There’s also hackneyed hipster hyperbole: “My Cool Bike: An Inspirational Guide to Bikes and Bike Culture”. It’a a bike, you idiot. It’s cool by definition. And if you need to be inspired to ride it you should sell it.

Scholarly stuff like “Bicycle Urbanism: Reimagining Bicycle Friendly Cities” sounds like bedtime reading for the strictly tragic. By which I mean me.

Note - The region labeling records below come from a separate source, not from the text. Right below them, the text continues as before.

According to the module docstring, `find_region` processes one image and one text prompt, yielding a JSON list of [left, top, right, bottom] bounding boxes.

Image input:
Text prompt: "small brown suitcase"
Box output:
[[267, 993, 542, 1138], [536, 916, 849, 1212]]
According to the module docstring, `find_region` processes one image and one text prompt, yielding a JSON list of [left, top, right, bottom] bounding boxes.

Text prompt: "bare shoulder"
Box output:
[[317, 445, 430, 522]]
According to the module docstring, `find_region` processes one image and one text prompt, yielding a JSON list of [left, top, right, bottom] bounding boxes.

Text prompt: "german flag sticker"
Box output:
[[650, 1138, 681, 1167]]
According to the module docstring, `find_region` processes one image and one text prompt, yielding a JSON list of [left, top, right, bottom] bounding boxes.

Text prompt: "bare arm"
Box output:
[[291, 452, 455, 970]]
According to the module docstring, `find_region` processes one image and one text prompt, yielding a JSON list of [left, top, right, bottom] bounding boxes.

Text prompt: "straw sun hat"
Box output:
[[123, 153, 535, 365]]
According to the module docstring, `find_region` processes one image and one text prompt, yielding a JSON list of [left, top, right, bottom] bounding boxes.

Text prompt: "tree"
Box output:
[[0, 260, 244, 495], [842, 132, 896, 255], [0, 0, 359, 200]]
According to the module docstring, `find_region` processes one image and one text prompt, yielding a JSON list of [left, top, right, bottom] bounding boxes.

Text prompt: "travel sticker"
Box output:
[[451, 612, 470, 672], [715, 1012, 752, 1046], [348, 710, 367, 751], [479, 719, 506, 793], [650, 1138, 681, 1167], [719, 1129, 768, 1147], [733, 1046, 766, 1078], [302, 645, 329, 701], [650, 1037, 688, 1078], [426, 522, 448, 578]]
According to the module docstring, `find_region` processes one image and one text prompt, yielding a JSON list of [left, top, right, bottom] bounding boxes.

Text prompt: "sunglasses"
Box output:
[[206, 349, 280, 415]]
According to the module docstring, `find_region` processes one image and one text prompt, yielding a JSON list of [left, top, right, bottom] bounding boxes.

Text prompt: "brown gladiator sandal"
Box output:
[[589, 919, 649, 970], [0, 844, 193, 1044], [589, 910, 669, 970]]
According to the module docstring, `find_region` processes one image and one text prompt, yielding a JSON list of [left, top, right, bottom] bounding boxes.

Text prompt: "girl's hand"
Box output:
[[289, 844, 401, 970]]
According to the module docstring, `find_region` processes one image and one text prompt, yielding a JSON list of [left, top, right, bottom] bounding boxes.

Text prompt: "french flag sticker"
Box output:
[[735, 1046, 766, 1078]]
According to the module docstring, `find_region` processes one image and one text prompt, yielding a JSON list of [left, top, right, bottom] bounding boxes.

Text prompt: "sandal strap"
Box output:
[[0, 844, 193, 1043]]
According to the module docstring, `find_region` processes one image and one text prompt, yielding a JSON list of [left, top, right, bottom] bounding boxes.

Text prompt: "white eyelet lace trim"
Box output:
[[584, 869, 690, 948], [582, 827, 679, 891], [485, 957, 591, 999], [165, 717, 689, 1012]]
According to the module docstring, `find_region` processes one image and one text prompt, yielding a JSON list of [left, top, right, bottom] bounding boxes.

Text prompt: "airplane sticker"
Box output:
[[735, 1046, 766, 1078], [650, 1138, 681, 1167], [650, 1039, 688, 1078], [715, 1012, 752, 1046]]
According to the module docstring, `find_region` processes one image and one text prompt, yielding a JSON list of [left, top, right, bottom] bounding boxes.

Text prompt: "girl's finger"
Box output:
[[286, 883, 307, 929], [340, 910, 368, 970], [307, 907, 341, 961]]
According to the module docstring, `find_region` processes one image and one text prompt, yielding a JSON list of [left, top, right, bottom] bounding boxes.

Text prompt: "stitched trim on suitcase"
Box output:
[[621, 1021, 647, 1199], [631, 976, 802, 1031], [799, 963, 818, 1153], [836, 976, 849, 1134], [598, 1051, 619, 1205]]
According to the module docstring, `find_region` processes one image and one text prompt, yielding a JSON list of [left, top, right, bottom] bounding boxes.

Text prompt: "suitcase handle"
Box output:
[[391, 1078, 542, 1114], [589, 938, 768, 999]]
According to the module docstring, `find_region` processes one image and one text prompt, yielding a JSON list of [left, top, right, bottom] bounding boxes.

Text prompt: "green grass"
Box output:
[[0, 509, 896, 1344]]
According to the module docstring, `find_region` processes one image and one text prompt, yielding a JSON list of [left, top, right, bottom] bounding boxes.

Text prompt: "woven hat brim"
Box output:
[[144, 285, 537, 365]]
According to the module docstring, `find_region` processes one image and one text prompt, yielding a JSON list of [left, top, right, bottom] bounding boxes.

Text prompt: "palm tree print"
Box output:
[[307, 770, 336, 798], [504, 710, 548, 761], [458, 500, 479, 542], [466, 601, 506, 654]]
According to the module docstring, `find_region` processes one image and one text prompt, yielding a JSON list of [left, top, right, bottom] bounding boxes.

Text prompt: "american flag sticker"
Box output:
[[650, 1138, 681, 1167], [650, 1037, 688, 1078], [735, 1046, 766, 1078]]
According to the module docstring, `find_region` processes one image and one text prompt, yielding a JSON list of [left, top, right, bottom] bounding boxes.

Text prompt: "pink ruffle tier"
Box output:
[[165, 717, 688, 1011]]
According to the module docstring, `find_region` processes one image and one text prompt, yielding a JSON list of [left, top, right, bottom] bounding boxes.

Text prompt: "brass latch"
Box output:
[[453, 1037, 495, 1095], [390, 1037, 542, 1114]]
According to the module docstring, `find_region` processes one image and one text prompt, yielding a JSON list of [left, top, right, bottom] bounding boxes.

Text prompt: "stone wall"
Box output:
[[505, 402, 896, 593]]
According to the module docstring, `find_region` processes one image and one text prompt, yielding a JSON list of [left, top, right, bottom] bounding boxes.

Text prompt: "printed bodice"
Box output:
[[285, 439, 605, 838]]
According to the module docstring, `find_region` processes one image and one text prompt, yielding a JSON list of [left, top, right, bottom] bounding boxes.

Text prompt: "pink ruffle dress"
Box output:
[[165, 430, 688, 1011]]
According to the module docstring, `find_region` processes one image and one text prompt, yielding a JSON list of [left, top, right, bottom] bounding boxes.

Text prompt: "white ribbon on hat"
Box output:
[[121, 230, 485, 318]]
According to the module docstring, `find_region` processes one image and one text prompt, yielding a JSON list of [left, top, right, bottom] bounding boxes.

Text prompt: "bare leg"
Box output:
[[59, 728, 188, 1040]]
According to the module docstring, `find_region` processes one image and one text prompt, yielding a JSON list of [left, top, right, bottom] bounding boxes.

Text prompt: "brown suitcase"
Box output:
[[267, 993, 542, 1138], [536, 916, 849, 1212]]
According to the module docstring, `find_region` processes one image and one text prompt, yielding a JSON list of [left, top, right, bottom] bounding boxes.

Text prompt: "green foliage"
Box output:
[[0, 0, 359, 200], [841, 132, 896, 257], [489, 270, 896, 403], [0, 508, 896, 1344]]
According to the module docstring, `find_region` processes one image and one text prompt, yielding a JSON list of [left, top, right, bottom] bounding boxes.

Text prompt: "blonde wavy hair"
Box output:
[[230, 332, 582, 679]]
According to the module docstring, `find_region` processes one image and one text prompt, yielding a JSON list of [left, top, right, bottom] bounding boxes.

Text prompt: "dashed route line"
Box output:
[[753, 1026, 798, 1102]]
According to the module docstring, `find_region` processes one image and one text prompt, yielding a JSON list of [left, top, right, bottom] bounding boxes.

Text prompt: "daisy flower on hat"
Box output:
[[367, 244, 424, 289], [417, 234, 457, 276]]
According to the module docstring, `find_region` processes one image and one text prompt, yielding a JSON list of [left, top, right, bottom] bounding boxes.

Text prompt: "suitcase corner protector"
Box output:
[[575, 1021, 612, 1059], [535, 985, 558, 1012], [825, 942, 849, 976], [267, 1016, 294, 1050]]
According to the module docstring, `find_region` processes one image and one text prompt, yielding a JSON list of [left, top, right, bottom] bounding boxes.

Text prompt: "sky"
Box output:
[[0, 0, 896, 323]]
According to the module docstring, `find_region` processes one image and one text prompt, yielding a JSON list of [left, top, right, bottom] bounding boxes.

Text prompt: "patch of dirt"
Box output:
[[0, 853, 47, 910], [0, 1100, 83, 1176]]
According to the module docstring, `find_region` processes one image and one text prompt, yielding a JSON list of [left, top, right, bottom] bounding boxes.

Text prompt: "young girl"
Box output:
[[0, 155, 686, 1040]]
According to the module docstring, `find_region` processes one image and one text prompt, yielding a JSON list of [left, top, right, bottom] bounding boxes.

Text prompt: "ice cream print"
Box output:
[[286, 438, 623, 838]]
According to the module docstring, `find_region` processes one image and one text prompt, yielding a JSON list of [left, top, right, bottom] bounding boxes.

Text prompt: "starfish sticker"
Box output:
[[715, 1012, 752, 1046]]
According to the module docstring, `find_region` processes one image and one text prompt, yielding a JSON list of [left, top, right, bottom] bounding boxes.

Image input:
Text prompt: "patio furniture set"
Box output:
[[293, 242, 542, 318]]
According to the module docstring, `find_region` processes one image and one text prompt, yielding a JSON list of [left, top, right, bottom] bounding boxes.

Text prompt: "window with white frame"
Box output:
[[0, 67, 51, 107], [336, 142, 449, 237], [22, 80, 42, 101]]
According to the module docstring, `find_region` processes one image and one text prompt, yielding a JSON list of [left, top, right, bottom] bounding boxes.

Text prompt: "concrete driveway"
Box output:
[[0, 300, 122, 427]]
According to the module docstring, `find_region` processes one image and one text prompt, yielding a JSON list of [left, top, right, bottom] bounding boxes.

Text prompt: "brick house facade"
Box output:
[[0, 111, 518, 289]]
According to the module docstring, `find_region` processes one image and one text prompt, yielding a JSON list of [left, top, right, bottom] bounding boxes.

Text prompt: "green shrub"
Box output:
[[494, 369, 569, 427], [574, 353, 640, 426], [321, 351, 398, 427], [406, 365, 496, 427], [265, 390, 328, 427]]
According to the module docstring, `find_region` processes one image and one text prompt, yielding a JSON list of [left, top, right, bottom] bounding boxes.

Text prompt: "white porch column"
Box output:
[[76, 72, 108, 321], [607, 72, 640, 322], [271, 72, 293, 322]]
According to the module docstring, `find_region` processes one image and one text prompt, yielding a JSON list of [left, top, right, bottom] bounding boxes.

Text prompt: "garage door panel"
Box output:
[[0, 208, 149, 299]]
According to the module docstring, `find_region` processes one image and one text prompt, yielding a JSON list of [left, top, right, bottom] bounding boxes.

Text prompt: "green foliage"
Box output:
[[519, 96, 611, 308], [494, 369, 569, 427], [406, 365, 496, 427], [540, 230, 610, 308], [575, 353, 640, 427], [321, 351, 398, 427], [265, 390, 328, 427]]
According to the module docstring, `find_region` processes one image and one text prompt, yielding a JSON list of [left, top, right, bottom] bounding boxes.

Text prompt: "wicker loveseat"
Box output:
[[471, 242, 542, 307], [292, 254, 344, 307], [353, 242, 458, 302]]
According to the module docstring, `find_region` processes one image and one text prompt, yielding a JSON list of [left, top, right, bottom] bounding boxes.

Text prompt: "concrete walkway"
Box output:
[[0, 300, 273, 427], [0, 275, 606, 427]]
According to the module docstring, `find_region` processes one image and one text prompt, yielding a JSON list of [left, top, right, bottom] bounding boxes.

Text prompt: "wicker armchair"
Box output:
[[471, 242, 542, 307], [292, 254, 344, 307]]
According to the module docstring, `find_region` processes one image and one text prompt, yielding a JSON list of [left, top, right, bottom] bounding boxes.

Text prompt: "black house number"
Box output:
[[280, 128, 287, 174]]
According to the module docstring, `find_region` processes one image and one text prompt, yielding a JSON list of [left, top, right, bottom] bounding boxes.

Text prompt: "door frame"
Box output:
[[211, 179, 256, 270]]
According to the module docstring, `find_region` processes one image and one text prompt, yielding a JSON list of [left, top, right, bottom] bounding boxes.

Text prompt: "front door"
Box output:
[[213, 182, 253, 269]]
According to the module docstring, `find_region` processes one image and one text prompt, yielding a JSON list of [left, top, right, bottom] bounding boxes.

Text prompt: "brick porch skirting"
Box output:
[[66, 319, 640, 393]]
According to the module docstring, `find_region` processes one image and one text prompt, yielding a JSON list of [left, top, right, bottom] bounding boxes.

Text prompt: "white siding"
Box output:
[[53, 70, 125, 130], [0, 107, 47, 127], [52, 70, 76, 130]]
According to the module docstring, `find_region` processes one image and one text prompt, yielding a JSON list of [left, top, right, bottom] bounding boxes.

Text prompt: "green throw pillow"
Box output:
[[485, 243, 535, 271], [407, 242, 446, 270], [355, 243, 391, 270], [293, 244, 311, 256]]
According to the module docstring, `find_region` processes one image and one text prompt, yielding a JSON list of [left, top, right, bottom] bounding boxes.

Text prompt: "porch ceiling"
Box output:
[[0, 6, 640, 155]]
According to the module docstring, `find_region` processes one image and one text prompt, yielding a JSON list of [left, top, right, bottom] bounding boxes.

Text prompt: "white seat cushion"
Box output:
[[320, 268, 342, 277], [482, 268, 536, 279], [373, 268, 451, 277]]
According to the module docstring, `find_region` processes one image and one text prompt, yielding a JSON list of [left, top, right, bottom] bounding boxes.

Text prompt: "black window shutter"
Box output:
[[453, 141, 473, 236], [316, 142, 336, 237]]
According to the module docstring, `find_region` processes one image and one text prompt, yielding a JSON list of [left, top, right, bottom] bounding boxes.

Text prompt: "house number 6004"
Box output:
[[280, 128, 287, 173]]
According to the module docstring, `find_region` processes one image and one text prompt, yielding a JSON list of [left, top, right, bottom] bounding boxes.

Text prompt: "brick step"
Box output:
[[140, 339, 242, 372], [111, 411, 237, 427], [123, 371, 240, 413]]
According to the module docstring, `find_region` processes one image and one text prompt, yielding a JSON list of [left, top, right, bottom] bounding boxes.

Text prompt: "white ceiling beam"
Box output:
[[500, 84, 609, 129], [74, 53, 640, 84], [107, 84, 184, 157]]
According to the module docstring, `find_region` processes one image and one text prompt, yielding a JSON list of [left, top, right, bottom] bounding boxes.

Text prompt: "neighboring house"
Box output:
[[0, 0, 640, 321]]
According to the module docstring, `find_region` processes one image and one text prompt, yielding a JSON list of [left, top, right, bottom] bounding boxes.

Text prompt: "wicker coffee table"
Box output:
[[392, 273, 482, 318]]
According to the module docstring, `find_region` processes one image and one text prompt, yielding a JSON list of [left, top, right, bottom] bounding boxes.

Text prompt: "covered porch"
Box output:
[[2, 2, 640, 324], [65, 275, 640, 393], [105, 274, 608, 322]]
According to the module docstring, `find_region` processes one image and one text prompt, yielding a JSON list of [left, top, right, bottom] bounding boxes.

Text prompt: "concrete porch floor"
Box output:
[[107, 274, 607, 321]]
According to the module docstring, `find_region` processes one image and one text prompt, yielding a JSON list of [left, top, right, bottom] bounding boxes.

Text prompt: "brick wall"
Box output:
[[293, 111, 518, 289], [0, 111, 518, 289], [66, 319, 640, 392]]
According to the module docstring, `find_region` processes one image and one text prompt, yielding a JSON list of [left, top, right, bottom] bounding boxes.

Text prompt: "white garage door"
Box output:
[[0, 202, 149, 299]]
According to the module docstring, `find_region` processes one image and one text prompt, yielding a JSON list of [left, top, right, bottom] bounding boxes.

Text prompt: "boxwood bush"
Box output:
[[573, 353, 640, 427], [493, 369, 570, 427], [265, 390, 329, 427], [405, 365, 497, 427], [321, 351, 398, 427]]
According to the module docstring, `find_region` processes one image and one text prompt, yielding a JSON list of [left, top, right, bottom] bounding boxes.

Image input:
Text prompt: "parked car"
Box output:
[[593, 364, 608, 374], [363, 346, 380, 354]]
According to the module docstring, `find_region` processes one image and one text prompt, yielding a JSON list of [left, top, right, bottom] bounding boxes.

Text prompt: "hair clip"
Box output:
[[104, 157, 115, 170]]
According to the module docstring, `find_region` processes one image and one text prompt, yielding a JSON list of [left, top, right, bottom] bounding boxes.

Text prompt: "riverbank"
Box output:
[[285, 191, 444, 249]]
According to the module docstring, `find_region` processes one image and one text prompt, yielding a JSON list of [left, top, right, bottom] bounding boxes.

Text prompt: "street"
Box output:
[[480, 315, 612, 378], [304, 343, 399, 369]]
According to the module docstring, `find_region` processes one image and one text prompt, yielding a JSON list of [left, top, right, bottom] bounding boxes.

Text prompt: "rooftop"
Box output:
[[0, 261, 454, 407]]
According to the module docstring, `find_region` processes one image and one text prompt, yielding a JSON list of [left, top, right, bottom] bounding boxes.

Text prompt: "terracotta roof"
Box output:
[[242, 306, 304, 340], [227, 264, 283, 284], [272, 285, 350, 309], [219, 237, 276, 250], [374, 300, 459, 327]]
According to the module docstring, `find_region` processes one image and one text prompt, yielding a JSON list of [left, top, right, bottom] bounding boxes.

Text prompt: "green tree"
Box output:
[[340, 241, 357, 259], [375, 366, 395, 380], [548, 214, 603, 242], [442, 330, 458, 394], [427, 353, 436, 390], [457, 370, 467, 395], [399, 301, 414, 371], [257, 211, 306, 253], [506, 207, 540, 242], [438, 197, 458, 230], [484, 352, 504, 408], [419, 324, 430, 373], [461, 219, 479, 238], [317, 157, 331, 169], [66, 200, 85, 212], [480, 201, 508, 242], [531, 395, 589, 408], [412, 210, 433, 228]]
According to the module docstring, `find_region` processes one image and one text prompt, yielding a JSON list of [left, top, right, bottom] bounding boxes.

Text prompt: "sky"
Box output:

Not that even I would attempt “Helmet Use of Adolescents at Independent Schools”. Thing is, at £71.99 a pop, some people must be.

But there are exponentially more where those came from that are up to the standards of readability set by Day between the superbly pink covers of his “Cyclogeography”. And some are even better. Books like “The Rider”, Tim Krabbé’s 1978 Dutch masterpiece that went unpublished in English until 2002, and that in these very pages was described last year by Tom Vanderbilt as a “cycling memoir masquerading as a novel”.

What Vanderbilt calls “almost certainly the most famous words ever written in any book about cycling” hit you on page one like an eyelid-curling headwind: “Meyrueis, Lozère, June 26, 1977. Hot and overcast. I take my gear out of the car and put my bike together. Tourists and locals are watching from sidewalk cafés. Non-racers. The emptiness of those lives shocks me.”

How do cycling’s two bookshelves compare with other sports’ allocation? There are four for football, but only one each for rugby and cricket.

But, before you celebrate, know that six shelves are devoted to all things cars. Six! For people who probably don’t read!